The conditions for compromise always exist, but with only two years remaining in President Macron’s term, the parties are already jockeying for advantage in the 2027 presidential election. This makes even moderate politicians less willing to compromise than they might otherwise be. Bayrou himself still has presidential ambitions–unrealistic in my view–and this is part of the explanation for his maneuvering.
8)    The Élysée is concerned about the speed with which some are calling for the president to resign, a sentiment echoed by part of the public. Do you see this as a symptom of a structural weakening of the presidential office, or a temporary episode? Do you think he could resign?
Any presidential system tends to be more robust when the president’s party also controls the legislature. Macron now has almost zero support in the AN, and that has flipped the script on the Fifth Republic, which used to be a regime dominated by the president to an unusual degree but has now been rendered rudderless. Macron is in a difficult position, but it would take a political earthquake to cause him to resign.

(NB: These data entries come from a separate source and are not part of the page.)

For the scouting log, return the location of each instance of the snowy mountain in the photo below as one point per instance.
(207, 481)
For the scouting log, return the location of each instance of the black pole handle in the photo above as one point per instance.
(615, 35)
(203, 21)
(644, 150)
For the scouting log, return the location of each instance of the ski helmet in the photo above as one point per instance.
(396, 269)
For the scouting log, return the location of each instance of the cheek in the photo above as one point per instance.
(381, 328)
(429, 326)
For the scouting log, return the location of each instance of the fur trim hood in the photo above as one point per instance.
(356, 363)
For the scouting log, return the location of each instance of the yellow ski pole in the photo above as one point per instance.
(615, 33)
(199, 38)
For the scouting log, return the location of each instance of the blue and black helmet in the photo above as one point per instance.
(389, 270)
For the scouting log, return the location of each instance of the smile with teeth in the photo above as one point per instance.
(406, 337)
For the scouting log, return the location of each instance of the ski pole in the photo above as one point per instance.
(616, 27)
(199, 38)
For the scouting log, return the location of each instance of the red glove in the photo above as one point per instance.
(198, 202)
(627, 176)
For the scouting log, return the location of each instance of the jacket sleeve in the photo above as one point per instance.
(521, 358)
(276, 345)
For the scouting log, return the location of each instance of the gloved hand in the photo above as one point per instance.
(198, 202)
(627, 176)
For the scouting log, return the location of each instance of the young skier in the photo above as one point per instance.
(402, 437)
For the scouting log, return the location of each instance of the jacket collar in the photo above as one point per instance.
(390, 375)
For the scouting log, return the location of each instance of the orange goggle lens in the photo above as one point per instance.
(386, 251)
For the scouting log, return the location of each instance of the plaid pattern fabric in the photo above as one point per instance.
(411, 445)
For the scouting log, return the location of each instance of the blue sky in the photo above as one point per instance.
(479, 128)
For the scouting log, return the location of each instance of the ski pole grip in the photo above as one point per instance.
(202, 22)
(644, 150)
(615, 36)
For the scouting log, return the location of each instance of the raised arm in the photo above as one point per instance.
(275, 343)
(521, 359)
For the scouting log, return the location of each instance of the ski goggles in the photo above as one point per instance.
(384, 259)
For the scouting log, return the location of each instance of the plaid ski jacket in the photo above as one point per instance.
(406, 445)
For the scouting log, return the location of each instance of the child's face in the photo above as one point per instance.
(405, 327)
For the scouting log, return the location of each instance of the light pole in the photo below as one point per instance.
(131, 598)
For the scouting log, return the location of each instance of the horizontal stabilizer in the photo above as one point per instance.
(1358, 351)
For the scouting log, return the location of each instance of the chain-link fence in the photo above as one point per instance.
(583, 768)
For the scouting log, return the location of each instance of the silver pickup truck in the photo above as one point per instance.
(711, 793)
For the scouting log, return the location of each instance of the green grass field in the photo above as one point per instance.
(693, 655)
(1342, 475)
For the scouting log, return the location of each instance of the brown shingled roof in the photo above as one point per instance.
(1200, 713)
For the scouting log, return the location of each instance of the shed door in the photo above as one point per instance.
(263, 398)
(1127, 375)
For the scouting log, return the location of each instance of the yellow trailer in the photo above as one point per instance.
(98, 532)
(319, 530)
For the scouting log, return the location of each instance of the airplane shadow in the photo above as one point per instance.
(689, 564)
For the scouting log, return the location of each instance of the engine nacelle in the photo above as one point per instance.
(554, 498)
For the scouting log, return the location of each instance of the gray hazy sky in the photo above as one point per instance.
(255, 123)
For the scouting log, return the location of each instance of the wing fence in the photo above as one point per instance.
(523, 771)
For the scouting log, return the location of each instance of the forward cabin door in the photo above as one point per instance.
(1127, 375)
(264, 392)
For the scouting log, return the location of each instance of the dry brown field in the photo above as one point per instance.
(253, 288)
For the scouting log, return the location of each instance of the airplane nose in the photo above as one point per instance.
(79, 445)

9)          In your opinion, are we on the brink of a crisis of the regime in the traditional sense of the term, or is it primarily a crisis in the functioning of the institutions of the Fifth Republic?
It’s an institutional crisis in the sense described in my previous answer.
10)          Do you think the causes of this crisis are primarily circumstantial (linked to Macron, Bayrou, the National Rally, Bloquons-tout) or structural (specific to institutions and French society)?
I think there is a broad crisis afflicting most Western democracies. There are multiple causes to this crisis: the globalization of the economy, the rise of inequality, the end of US hegemony and the advent of a multipolar world, the emergence of China as a great power, changes in the media, including social media, innovations in propaganda techniques, and so on. The list is long. The French crisis shares many of the features of this more general crisis, but it also has distinctive elements of its own. One of these is what some scholars have called “hyper-republicanism,” which refers to the republican idea that citizenship requires citizens to shed their “particular” identities (ethnic or national origins, religion, gender, etc.) in order to abide by “universal” norms. Hence it has been particularly difficult for France to adapt to recent patterns of immigration, even though the proportion of immigrants in France is lower than in some neighboring countries. The regional pattern of industrial change over several generations has weakened the solidarities that once sustained the mainstream parties. French political parties are suffering from an acute identity crisis. Mélenchon, for example, is a Trotskyist without a working class who has therefore been forced to turn to the suburban underclass in search of a base, following the teachings of Ernesto Laclau and Chantal Mouffe. The Socialist Party became a party of government by absorbing a generation of technocrats and énarques. Some of its cadres were therefore initially attracted to Macron, while others never trusted him because of his background in the financial sector. The party of Chirac also had its technocratic elements, such as Juppé, but Sarkozy turned it in a populist direction which ultimately led to a split, with technocrats like the Juppé-protégé Philippe heading in one direction and anti-immigrant populists like Ciotti and Mariani heading in another. The biggest disaster has been the fate of Macron’s En Marche! through its many changes of name as well as identity. The great irony is that the ex-Macronist party is now led by Gabriel Attal, une créature of Macron turned Macron enemy no. 1. Is it any wonder that the public is confused by all these rapid changes of party identity?